Still, it was kind of cool to do a sprint finish at the end of a somewhat challenging 11.5km and to almost pull it off, against someone who is significantly faster than me on a good day, certainly makes for a good story! (And let’s face it, who wants to read a race report that goes “Started. Ran well throughout. Finished comfortably”?)
After catching my breath I got myself an EXCELLENT coffee from the Stir coffee van (I have to give them a plug because it’s the first coffee van I’ve been to that makes a proper long black!) and caught up with the other runners, including meeting Sally, who I can only assume won our age group (having finished 3rd overall today). And of course there was the obligatory photo with Gary, who had also run the short course today. (Seriously, where would my race reports be without you, Gary? Never change!)
Then we hung around and watched the presentations for the short and long courses (the male winner of the 19km did it in about 75 minutes. That’s moving!) and finally the bit we were all waiting for – the random prize draw! After a slow start (you have to be there when your name is called to be a winner, and a lot of people were being called out who had already left), one by one the prizes were all given out. I didn’t win anything today but Denis kindly gave me the sparkly gaiters he’d won, at the end of the presentation.
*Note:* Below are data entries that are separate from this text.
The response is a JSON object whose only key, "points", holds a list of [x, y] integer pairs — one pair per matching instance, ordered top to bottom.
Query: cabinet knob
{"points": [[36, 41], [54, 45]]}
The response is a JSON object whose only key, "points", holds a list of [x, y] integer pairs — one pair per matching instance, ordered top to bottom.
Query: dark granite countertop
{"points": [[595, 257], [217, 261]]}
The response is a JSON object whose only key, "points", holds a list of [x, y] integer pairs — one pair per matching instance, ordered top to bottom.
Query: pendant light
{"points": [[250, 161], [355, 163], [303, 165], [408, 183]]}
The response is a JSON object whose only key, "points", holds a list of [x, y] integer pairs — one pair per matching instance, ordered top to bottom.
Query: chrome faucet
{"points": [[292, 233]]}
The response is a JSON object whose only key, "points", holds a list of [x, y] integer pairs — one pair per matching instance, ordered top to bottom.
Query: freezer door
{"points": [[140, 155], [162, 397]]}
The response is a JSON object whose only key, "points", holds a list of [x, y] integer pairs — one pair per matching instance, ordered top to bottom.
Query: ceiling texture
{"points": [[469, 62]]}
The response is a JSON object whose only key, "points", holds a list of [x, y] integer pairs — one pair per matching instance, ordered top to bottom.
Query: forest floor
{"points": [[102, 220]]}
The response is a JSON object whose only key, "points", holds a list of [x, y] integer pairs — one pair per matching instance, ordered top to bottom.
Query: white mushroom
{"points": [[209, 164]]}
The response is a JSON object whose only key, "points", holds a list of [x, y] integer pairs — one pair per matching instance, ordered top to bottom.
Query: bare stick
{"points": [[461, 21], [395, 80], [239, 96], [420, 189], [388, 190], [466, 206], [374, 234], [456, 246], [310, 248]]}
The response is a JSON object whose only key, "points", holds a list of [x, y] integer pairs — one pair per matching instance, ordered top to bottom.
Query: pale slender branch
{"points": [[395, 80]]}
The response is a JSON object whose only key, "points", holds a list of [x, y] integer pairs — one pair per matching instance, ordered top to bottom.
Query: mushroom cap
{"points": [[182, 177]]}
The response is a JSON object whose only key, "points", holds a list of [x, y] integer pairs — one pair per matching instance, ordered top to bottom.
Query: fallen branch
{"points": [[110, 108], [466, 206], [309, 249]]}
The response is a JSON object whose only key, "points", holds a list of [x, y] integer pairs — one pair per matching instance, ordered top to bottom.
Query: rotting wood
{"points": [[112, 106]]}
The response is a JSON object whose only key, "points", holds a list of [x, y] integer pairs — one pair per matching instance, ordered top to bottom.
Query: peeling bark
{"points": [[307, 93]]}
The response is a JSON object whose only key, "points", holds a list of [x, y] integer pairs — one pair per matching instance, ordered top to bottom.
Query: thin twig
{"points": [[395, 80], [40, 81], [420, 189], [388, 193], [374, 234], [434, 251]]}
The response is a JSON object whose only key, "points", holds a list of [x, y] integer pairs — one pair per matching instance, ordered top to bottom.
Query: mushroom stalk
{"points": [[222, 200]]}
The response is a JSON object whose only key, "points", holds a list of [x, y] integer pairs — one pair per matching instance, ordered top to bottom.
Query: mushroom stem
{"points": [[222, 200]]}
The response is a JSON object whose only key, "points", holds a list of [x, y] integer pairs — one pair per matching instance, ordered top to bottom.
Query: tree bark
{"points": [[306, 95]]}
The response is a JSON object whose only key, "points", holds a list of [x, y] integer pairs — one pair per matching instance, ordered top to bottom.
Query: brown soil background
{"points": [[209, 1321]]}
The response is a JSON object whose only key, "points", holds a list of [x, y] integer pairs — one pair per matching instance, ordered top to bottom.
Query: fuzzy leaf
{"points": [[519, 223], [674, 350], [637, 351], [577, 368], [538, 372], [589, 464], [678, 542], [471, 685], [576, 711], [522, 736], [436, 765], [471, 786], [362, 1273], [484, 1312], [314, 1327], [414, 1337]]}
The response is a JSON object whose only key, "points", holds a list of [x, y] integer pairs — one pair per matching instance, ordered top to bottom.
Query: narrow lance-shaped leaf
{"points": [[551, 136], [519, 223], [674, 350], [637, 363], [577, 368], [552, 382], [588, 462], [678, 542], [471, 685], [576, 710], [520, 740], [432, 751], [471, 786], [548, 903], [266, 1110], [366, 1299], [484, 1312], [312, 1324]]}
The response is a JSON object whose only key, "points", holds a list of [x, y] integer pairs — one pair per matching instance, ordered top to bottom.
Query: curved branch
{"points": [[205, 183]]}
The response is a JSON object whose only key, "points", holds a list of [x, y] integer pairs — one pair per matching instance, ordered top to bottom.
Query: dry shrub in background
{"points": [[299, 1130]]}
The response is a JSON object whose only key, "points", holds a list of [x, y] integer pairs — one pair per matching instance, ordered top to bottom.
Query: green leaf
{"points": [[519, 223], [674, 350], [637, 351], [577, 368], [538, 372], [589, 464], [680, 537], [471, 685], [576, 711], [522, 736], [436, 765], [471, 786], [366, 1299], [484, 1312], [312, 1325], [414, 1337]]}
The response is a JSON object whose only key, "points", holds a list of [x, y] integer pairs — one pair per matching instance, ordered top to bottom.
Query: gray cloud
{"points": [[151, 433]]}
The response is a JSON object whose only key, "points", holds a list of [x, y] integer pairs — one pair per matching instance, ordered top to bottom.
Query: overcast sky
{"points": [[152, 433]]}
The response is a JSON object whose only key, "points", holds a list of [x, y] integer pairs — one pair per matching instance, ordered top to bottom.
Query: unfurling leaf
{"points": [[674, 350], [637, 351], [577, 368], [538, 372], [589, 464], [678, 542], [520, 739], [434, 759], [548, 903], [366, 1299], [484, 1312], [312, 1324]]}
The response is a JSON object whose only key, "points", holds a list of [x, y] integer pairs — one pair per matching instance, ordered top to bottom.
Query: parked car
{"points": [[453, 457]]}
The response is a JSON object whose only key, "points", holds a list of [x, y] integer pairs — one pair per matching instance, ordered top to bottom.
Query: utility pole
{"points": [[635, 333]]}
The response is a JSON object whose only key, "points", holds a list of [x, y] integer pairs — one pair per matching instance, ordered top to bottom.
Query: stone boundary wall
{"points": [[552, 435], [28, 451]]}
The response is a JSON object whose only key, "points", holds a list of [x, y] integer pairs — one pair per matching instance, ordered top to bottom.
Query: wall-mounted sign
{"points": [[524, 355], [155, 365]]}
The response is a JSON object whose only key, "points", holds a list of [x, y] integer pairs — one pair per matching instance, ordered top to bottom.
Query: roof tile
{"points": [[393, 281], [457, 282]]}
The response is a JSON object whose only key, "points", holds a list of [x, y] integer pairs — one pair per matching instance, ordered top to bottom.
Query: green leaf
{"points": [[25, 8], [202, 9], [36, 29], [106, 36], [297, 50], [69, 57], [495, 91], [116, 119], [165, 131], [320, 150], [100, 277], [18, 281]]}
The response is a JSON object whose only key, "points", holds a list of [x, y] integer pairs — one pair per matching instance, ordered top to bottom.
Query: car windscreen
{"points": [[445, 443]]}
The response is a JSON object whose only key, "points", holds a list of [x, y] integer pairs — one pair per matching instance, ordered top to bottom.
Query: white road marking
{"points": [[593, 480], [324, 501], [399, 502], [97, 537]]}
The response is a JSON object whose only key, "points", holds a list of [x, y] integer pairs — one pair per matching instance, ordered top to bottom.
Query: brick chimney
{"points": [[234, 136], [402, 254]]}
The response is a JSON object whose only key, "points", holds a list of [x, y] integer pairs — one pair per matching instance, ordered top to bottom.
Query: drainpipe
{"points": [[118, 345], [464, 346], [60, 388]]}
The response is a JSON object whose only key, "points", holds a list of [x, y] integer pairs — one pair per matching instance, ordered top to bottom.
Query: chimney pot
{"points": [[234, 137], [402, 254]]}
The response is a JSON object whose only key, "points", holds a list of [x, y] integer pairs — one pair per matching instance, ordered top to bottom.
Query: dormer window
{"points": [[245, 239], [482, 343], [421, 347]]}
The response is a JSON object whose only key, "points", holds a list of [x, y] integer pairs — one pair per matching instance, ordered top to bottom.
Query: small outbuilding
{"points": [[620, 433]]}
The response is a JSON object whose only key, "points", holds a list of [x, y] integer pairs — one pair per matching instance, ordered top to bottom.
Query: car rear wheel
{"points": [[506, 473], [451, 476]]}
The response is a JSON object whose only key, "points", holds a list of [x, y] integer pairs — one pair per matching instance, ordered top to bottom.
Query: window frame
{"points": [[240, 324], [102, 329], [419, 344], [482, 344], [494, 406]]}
I actually thought they would have suited him but was happy to accept the gift – secretly I thought they’d probably look better on me!)
One of the best finish line moments (apart from Jenny’s and mine, of course) of the day happened during the prize draw. Quite a few of the long course runners were still out there, and as they finished, Ben paused reading out the names so we could all cheer them on. It was a nice touch! Anyway, one girl got to within about a metre of the finish line and then just stopped. We wondered what was going on but she said she was waiting for someone, they were going to finish together. Several more runners came through while she was waiting but then there she was, her mum coming up over the hill and joined her for a memorable finish! Well done to Michelle and Chloe!
Then it came time for the huge job of packing everything up and into Ben’s 4WD and trailer – I’m amazed at how much stuff goes into these events, and I hate unpacking my car at the end of a race, and for me it’s only my personal race gear! I hate to imagine the job Ben has to unpack his car after an event!
Thanks as always to RD Ben for putting on another great event, and for once actually organising GOOD weather for us! (Amazingly enough, I did not have a spot of dirt on me at the end – not even on my shoes!) And of course to the wonderful volunteers – I hate to name names because I’m bound to forget someone but here are just a few that I know of: Ziad, Sheena, Denis, Justin, Robbie, Kim, Simon and Graeme.
Well done to everyone who made the journey down despite (or perhaps because of!) the forecast nasty weather! It was a great day to farewell Newland Head from the Summer Trail Series, and to end the season on a high note!